It’s been a heck of a first week for White House press secretary Sean Spicer, but it could get considerably better with the help of a PR gambit.
After starting off on a rocky note after his ‘alternative facts’ about President Donald Trump’s inauguration crowds sparked backlash, Spicer could probably use a friend. He might get that from an unlikely source: Dippin’ Dots.
The potential friendship is surprising because of Spicer’s history of posting negative tweets about the frozen spheres that tout themselves as the “ice cream of the future.”
It started in 2010 when Spicer burned the company with this zinger:
Dippin dots is NOT the ice cream of the future
— Sean Spicer (@seanspicer) April 8, 2010
In the following years, Spicer’s Twitter feed was peppered with more chilly attacks:
we may not have inauguration attendance data yet, but one set of record turnout numbers are in:
Sean spicer’s angry dippin dots twetes pic.twitter.com/KSXlXLLEeB
— ಠ_ಠ (@MikeIsaac) January 22, 2017
Rather than stooping to petty insults, however, the company saw its chance to reach out (and grab a few headlines in the process).

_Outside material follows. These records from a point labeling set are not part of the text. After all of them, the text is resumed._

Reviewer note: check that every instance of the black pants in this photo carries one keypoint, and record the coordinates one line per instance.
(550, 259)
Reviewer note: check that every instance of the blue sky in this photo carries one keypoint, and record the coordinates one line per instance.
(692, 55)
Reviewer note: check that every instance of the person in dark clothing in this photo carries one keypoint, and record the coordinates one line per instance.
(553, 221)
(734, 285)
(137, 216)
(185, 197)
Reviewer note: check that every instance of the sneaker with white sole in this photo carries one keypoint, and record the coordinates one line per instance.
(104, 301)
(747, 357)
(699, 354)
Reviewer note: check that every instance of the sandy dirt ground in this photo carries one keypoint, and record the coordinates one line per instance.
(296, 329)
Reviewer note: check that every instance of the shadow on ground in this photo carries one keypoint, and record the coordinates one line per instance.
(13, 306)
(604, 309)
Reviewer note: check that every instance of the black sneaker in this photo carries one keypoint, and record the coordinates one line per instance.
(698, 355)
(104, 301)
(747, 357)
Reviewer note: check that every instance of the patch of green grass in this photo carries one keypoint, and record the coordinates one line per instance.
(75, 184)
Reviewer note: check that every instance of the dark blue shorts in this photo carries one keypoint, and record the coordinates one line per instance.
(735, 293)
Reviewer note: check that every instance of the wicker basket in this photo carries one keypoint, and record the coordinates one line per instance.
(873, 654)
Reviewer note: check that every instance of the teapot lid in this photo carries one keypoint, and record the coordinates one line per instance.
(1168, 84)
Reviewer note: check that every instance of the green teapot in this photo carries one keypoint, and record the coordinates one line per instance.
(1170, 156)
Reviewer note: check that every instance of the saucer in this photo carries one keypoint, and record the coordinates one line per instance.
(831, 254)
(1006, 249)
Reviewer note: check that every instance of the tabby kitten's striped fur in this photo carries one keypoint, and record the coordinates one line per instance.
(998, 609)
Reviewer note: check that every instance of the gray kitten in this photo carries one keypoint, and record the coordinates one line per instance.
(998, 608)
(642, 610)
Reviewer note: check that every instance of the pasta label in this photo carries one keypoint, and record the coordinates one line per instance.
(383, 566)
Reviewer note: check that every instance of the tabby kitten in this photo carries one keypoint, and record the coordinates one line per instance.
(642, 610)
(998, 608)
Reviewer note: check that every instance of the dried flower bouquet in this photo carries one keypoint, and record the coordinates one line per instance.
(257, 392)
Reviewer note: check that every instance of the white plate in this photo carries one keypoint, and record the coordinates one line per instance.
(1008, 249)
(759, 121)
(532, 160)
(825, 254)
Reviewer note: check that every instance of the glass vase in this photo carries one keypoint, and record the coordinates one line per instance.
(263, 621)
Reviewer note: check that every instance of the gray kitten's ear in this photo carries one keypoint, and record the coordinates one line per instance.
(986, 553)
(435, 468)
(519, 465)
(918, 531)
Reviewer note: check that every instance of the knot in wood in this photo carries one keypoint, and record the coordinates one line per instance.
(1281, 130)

In an open letter to Spicer that was published this week, Dippin’ Dots’ chief executive, Scott Fischer, wrote:
We understand that ice cream is a serious matter. And running out of your favorite flavor can feel like a national emergency! We’ve seen your tweets and would like to be friends rather than foes. After all, we believe in connecting the dots.
As you may or may not know, Dippin’ Dots are made in Kentucky by hundreds of hard working Americans in the heartland of our great country. As a company, we’re doing great. We’ve enjoyed double-digit growth in sales for the past three years. That means we’re creating jobs and opportunities. We hear that’s on your agenda too.
We can even afford to treat the White House and press corps to an ice cream social. What do you say? We’ll make sure there’s plenty of all your favorite flavors.
Scott, CEO of Dippin’ Dots
How’s that for a little maturity in an often catty world of politics—and a smooth PR move, to boot?
The company posted a link to the letter on its Facebook page:
Spicer has yet to address the issue or say whether he’ll accept Fischer’s invitation.